The 17th and final broadcast from Tanglewood of A Prairie Home Companion, with Garrison Keillor, was a perfectly entertaining two hour live radio show for the enjoyment of millions of listeners worldwide wrapped in nearly another two hours of singing and storytelling around the Berkshires campfire. Some twenty minutes before airtime, Keillor and duets partner Heather Masse sauntered from the stage in the Koussevitsky Music Shed out onto the lawn, to serenade the massive audience, first with America the Beautiful and then with familiar, wistful songs that everybody loves to sing aloud.
Back on stage he introduced a story that he would flesh out during the broadcast and then return to three and a half hours later while bidding farewell to one of his favorite venues. It was about a trip last week to give a speech in Oslo, and during the broadcast he urges the audience to tell their European friends to come here first – to the Berkshires and towna like Lenox and Stockbridge, so that they can see America at its best. The show is available, whole or in segments, at prairiehome.com.

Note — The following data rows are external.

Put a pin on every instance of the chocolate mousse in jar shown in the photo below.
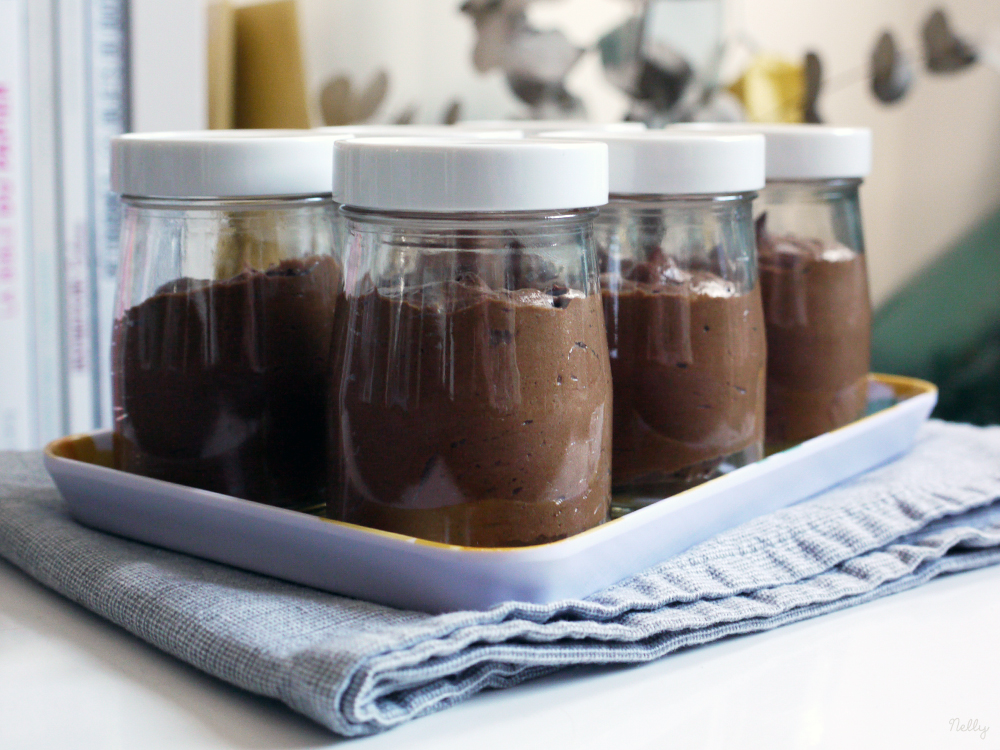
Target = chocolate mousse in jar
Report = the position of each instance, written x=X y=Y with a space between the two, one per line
x=812 y=268
x=813 y=276
x=473 y=405
x=682 y=304
x=227 y=292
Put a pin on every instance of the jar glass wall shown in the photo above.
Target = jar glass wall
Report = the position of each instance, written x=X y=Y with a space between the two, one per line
x=474 y=399
x=221 y=347
x=816 y=305
x=686 y=338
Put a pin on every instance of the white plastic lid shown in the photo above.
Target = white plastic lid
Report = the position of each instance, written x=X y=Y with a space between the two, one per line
x=658 y=162
x=469 y=174
x=430 y=131
x=805 y=152
x=532 y=127
x=222 y=163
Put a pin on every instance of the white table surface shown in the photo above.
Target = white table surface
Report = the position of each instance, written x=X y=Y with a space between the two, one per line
x=893 y=673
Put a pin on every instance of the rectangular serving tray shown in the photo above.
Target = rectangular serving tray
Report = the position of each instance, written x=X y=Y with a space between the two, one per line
x=415 y=574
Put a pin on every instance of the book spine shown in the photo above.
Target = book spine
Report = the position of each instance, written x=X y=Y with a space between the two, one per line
x=76 y=236
x=109 y=95
x=45 y=251
x=16 y=356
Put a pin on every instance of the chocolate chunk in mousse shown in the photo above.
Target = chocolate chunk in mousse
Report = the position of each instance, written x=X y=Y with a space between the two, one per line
x=687 y=362
x=475 y=416
x=223 y=385
x=818 y=318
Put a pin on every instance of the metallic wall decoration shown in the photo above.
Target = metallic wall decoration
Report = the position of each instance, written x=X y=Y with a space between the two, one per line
x=891 y=71
x=534 y=62
x=341 y=105
x=814 y=83
x=944 y=52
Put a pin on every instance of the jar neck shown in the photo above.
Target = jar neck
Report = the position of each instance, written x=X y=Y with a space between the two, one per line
x=247 y=203
x=478 y=220
x=714 y=202
x=811 y=191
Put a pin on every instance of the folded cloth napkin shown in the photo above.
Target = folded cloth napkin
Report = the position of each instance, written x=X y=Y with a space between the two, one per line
x=360 y=668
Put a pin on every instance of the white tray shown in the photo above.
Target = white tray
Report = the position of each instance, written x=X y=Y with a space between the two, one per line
x=411 y=573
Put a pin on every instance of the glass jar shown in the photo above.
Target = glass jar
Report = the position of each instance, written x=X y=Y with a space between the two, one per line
x=227 y=292
x=474 y=400
x=813 y=277
x=683 y=310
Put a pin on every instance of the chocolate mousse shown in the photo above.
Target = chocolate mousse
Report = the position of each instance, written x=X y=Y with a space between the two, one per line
x=818 y=319
x=474 y=416
x=223 y=385
x=687 y=361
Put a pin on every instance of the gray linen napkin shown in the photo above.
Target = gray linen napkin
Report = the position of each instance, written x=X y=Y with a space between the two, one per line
x=360 y=668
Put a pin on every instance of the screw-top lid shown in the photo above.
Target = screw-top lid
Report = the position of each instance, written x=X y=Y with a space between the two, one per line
x=469 y=174
x=222 y=163
x=804 y=152
x=531 y=127
x=444 y=131
x=657 y=162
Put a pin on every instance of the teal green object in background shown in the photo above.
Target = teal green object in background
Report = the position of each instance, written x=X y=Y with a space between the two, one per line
x=944 y=326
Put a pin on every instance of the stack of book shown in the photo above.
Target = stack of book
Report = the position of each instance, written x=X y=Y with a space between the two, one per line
x=63 y=96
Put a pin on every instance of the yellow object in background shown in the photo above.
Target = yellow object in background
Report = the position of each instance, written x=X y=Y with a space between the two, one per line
x=221 y=65
x=772 y=89
x=270 y=80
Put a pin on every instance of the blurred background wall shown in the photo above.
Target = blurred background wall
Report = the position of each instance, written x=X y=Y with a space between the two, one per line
x=937 y=152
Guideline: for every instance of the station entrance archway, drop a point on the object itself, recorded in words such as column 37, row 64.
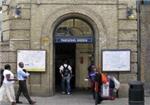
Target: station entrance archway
column 74, row 41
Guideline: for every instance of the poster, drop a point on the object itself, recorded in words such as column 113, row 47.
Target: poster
column 116, row 60
column 34, row 60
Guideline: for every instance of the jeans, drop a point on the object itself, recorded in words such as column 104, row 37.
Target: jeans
column 66, row 84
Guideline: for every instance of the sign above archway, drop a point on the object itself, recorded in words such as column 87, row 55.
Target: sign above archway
column 74, row 30
column 73, row 39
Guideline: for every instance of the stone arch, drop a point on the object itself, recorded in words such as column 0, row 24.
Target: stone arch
column 86, row 13
column 51, row 22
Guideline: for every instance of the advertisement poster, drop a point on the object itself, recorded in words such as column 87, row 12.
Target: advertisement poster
column 116, row 60
column 34, row 60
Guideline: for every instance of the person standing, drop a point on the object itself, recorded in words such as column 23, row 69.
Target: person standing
column 22, row 75
column 66, row 74
column 7, row 87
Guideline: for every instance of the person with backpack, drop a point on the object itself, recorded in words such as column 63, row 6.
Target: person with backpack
column 66, row 74
column 7, row 90
column 1, row 77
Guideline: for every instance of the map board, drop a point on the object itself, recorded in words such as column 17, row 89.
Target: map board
column 34, row 60
column 116, row 60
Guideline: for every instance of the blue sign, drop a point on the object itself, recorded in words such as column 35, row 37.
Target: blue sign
column 73, row 39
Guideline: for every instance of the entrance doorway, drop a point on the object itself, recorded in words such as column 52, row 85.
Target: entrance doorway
column 64, row 51
column 73, row 40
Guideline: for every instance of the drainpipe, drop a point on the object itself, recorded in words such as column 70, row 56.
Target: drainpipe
column 138, row 6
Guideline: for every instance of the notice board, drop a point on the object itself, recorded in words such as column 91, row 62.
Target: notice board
column 34, row 60
column 116, row 60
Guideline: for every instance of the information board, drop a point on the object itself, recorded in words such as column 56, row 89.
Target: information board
column 34, row 60
column 116, row 60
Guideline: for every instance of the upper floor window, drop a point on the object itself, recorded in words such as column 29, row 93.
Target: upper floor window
column 146, row 1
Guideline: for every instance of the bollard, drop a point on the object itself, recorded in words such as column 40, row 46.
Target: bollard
column 136, row 93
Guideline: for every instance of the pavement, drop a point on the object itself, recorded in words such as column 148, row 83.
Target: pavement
column 78, row 98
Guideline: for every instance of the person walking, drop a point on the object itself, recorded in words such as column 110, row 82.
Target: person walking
column 7, row 86
column 66, row 74
column 22, row 75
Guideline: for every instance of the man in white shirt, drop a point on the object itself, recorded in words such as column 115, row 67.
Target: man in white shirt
column 22, row 75
column 66, row 74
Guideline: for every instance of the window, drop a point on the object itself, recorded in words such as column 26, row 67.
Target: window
column 146, row 1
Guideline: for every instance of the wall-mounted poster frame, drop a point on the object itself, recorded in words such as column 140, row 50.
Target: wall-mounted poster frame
column 116, row 60
column 34, row 60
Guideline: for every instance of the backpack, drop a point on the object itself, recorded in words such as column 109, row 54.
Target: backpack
column 1, row 77
column 66, row 71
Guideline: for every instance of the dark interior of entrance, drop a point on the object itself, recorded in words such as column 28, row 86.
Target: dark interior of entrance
column 64, row 51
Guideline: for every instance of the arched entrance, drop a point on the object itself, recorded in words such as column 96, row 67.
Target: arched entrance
column 74, row 41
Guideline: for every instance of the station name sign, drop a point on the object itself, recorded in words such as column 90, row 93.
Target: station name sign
column 73, row 39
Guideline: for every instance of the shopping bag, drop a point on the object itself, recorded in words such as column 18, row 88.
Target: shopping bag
column 2, row 92
column 117, row 83
column 105, row 90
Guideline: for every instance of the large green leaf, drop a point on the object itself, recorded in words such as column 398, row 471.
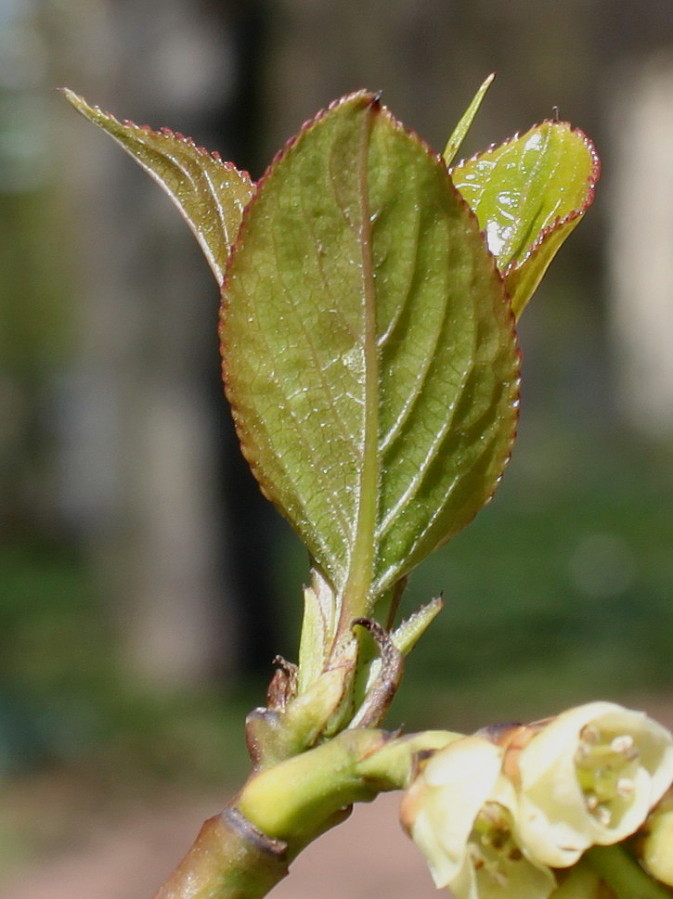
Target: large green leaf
column 210, row 194
column 369, row 351
column 528, row 195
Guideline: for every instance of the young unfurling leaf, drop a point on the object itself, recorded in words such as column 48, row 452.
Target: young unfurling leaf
column 529, row 194
column 368, row 347
column 209, row 193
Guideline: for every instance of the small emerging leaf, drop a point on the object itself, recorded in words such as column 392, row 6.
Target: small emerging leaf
column 465, row 123
column 210, row 194
column 368, row 347
column 528, row 195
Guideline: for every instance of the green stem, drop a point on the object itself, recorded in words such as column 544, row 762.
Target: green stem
column 245, row 851
column 622, row 873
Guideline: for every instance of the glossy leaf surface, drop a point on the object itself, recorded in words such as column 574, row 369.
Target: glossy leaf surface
column 529, row 194
column 368, row 347
column 210, row 194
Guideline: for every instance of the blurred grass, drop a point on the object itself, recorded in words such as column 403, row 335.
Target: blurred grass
column 559, row 592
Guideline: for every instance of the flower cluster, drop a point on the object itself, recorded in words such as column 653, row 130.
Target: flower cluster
column 501, row 812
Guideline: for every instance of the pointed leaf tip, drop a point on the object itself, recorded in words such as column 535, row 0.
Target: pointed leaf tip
column 369, row 348
column 529, row 194
column 209, row 193
column 465, row 123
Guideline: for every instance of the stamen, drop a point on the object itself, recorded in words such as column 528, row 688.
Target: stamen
column 622, row 744
column 590, row 734
column 625, row 786
column 591, row 801
column 603, row 814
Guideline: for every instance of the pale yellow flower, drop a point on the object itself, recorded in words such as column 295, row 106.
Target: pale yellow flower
column 589, row 777
column 459, row 813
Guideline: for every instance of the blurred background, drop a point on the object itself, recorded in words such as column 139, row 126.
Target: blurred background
column 144, row 585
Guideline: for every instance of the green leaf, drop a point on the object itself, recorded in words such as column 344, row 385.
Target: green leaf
column 368, row 346
column 528, row 195
column 210, row 194
column 465, row 123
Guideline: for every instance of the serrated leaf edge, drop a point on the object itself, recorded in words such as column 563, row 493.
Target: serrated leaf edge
column 559, row 221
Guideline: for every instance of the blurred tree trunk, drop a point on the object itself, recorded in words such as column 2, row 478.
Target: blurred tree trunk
column 140, row 476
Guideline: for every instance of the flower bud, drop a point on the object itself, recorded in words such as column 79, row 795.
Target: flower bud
column 589, row 777
column 459, row 813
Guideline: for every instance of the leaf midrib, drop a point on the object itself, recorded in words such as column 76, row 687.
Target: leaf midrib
column 357, row 589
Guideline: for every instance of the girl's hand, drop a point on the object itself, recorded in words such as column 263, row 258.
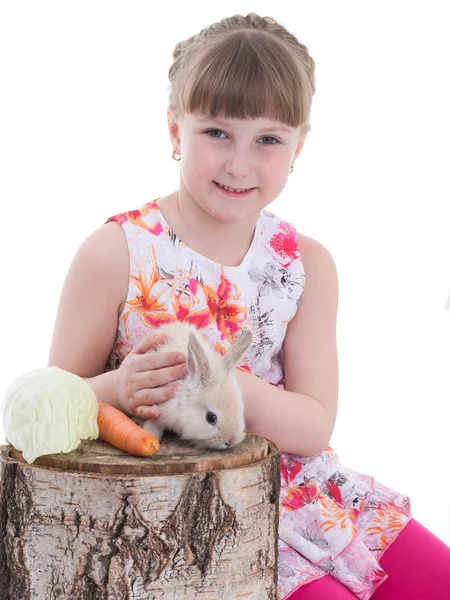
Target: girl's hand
column 145, row 378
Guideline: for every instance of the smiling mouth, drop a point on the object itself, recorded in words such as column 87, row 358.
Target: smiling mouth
column 236, row 191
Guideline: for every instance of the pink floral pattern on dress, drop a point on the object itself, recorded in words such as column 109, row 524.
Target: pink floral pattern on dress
column 333, row 520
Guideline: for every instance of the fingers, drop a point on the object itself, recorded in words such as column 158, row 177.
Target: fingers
column 158, row 360
column 159, row 377
column 149, row 342
column 145, row 400
column 147, row 412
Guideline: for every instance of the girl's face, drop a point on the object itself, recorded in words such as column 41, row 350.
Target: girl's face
column 237, row 153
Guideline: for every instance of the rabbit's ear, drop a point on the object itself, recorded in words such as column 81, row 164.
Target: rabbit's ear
column 237, row 350
column 197, row 361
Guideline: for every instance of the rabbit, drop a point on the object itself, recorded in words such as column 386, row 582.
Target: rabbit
column 208, row 408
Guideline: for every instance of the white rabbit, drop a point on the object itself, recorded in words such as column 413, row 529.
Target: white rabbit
column 208, row 408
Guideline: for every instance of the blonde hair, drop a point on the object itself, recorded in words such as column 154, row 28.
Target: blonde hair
column 244, row 67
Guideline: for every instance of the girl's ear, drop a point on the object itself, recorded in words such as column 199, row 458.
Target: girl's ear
column 237, row 350
column 197, row 361
column 174, row 132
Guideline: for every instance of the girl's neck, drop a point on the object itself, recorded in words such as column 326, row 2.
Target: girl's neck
column 224, row 243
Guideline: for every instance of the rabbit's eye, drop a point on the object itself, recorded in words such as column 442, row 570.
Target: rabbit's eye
column 211, row 418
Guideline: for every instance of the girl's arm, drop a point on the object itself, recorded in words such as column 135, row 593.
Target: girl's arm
column 300, row 419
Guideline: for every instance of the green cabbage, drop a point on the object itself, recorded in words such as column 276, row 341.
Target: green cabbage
column 48, row 411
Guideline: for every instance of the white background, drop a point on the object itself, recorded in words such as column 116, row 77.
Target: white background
column 83, row 136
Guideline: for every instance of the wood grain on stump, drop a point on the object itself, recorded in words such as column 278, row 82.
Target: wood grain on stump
column 97, row 523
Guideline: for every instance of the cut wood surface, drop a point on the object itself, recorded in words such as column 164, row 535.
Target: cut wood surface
column 97, row 523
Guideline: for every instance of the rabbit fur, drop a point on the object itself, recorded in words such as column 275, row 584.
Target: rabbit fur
column 209, row 387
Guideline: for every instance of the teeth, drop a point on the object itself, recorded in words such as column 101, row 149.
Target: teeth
column 231, row 189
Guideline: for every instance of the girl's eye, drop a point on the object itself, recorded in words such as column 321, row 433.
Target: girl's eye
column 269, row 137
column 214, row 131
column 266, row 137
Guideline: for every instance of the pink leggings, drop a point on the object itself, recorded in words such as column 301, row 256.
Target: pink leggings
column 418, row 568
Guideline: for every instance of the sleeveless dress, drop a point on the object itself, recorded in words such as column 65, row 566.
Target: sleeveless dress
column 333, row 520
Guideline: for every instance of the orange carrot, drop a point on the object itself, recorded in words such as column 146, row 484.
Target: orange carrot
column 120, row 431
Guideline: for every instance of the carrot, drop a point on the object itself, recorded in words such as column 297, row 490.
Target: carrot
column 120, row 431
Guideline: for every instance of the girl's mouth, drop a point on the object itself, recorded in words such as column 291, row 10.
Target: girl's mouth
column 235, row 194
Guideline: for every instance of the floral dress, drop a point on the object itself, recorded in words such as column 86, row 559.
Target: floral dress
column 333, row 520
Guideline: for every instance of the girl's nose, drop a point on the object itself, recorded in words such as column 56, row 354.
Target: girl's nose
column 238, row 166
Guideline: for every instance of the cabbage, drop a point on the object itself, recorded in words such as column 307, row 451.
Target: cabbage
column 48, row 411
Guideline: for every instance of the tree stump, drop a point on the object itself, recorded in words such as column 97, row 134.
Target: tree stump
column 97, row 523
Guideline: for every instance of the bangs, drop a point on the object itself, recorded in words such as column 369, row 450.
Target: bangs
column 248, row 74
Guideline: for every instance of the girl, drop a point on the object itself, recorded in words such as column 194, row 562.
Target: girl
column 211, row 254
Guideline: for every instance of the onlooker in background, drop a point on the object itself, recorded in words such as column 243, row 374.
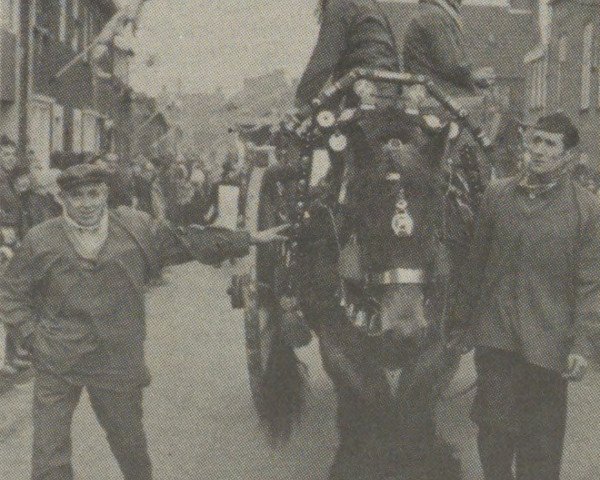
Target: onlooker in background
column 535, row 294
column 42, row 202
column 143, row 177
column 121, row 188
column 11, row 210
column 161, row 187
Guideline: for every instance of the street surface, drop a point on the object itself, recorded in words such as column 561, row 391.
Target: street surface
column 199, row 414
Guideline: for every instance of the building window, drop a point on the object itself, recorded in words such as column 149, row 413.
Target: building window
column 586, row 67
column 62, row 33
column 563, row 50
column 538, row 72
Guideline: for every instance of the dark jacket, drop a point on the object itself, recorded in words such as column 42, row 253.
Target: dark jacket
column 434, row 45
column 535, row 272
column 88, row 318
column 354, row 33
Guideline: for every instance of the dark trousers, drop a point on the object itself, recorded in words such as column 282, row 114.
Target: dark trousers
column 521, row 413
column 119, row 414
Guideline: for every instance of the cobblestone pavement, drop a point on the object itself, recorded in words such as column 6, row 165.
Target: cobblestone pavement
column 199, row 414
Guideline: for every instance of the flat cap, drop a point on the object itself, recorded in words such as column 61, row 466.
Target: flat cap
column 83, row 174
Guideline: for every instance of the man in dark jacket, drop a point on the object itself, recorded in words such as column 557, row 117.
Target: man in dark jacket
column 354, row 33
column 378, row 438
column 74, row 293
column 435, row 46
column 535, row 293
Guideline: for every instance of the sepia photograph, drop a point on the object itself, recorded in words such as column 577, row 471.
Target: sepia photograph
column 300, row 239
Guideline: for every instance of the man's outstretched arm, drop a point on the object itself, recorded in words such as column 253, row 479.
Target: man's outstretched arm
column 209, row 245
column 17, row 290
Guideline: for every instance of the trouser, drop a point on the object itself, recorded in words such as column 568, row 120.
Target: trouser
column 10, row 349
column 119, row 414
column 521, row 413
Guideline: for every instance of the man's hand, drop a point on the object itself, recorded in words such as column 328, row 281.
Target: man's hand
column 8, row 236
column 577, row 366
column 270, row 235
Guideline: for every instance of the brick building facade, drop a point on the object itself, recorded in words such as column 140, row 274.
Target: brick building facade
column 564, row 72
column 78, row 111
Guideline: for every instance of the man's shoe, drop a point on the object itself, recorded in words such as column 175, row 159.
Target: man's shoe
column 8, row 371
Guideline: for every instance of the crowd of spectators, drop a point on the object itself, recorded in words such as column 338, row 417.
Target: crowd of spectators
column 165, row 187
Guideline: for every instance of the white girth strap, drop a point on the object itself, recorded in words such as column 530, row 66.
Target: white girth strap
column 397, row 276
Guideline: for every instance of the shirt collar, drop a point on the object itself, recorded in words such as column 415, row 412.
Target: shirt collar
column 72, row 225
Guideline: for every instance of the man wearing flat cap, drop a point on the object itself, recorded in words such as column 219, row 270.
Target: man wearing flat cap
column 535, row 305
column 74, row 294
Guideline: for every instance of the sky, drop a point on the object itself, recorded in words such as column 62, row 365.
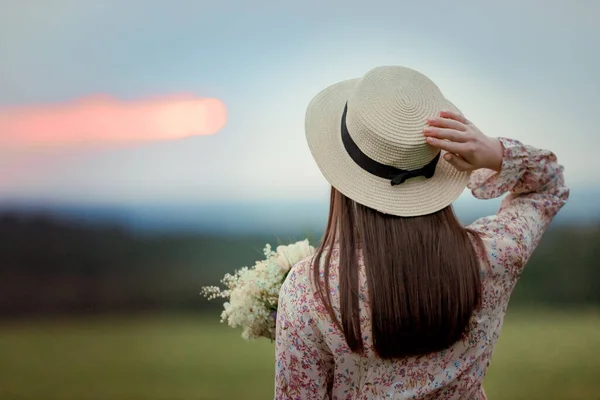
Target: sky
column 135, row 102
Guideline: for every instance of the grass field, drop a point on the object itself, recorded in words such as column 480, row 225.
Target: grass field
column 541, row 355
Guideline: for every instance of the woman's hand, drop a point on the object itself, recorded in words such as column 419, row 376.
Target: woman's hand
column 468, row 148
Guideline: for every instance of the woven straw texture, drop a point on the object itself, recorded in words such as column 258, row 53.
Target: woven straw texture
column 387, row 110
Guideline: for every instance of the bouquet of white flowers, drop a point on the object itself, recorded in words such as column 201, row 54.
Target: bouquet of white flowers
column 252, row 293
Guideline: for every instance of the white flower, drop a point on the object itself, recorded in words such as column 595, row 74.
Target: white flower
column 253, row 293
column 290, row 255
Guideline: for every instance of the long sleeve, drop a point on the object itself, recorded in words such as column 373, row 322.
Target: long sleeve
column 303, row 361
column 536, row 191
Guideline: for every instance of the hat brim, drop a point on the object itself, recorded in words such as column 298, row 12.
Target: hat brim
column 416, row 196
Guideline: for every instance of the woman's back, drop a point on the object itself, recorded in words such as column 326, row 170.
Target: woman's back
column 314, row 359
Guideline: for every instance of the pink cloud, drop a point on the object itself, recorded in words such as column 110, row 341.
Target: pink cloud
column 104, row 120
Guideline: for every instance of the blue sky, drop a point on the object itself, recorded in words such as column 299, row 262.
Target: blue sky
column 524, row 70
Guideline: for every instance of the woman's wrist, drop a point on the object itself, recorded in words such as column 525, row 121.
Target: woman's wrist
column 496, row 154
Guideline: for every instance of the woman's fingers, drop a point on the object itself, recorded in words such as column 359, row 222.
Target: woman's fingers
column 444, row 133
column 447, row 123
column 449, row 146
column 458, row 162
column 454, row 116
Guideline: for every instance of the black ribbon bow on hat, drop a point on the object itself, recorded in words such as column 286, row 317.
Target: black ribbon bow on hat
column 397, row 176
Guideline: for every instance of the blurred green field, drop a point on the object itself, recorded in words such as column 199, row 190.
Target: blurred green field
column 541, row 355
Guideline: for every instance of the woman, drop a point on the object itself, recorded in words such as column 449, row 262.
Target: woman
column 401, row 301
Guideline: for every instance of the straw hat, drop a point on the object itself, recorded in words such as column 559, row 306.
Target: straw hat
column 366, row 136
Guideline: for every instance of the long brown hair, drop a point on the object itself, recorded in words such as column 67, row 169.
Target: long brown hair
column 423, row 277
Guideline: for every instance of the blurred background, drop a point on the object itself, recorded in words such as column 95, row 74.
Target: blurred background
column 147, row 148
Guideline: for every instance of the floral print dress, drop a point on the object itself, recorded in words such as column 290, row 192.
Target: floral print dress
column 313, row 360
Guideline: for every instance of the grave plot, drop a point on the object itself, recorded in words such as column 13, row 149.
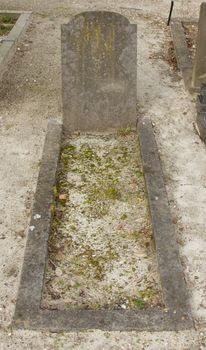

origin of A Prairie Home Companion
The last stroy he told here, more than an hour after the end of the broadcast, was the true story of how he named the show in remembrance of the Prairie Home Cemetery, founded by Nowegian Lutherans in Moorhead, MN, a gesture that seems to have established a permanent bond between the settlers of the Red River Valley and the characters who would populate Lake Wobegon. Besides a solid hour of impromptu singing with The DiGiallonardo Sisters and Heather Masse, with backing and a few solos from the band – music director Rich Dworsky on keyboards, Jonathan Dresel on drums, bassist Larry Kohut, Richard Kriehn on mandolin and fiddle, guitarist Chris Siebold and guest pianist and long-time Keillor associate Rob Fisher, Keillor also reached out to several front-row patrons, interviewing them to the delight of the audience, and also distributed about twenty copies of The Keillor Reader.
photos from Tanglewood finale of A Prairie Home Companion
Bill Clinton on first and last Tanglewood A Prairie Home Companion shows
We got a kick out of the fact that Bill Clinton made an appearance on this show, just as he had the first A Prairie Home Companion at Tanglewood in 2000, when Tim Russell did an uncanny impersonation of President Clinton reciting Bob Dylan’s Like A Rolling Stone after Keillor had asked him, “How does it feel to be leaving the White House?” One of the funniest bits tonight came in the last segment, with Keillor on the phone telling his father that he was visiting Tanglewood for a few concerts, giving Russell the opportunity to voice the father doing an impersonation of Brian Wilson singing, because he’s heard he’d just performed here. (Our review).
favorites from A Prairie Home Companion at Tanglewood
We attended every episode of A Prairie Home Companion at Tanglewood except for the one in 2007, when we were drawn instead to the Bob Dylan show at Bethel Woods. Thirty two hours of live broadcast and half again as many hours of after-show fun add up quite a trove of fond memories, such as Steve Martin and the Steep Canyon Rangers performing the Orange Blossom Special after the 2009 show:
More here: summary of A Prairie Home Companion at Tanglewood, 2000 – 2015.
Perhaps the greatest and most endearing spectacle was the appearance on the first show of the Berkshire Highlanders, including their parade through the ailses of the Shed. We’ve also been introduced to many wonderful artists and musical acts during the show’s 42 year history, such as Robin and Linda Williams, as well as the stunning Inga Swearingen, whose Tanglewood appearances included the 2008 show, which also featured U.S. Poet Laureate Donald Hall, with whom we since become acquainted, making 3 visits to his home at Eagle Pond Farm in NH. Hall and his wife Jane Kenyon are featured regularly on The Writer’s Almanac, one of the projects that Mr. Keillor has said he now intends to spend more time on. Good luck with that, Garrison Keillor, and thanks for the memories.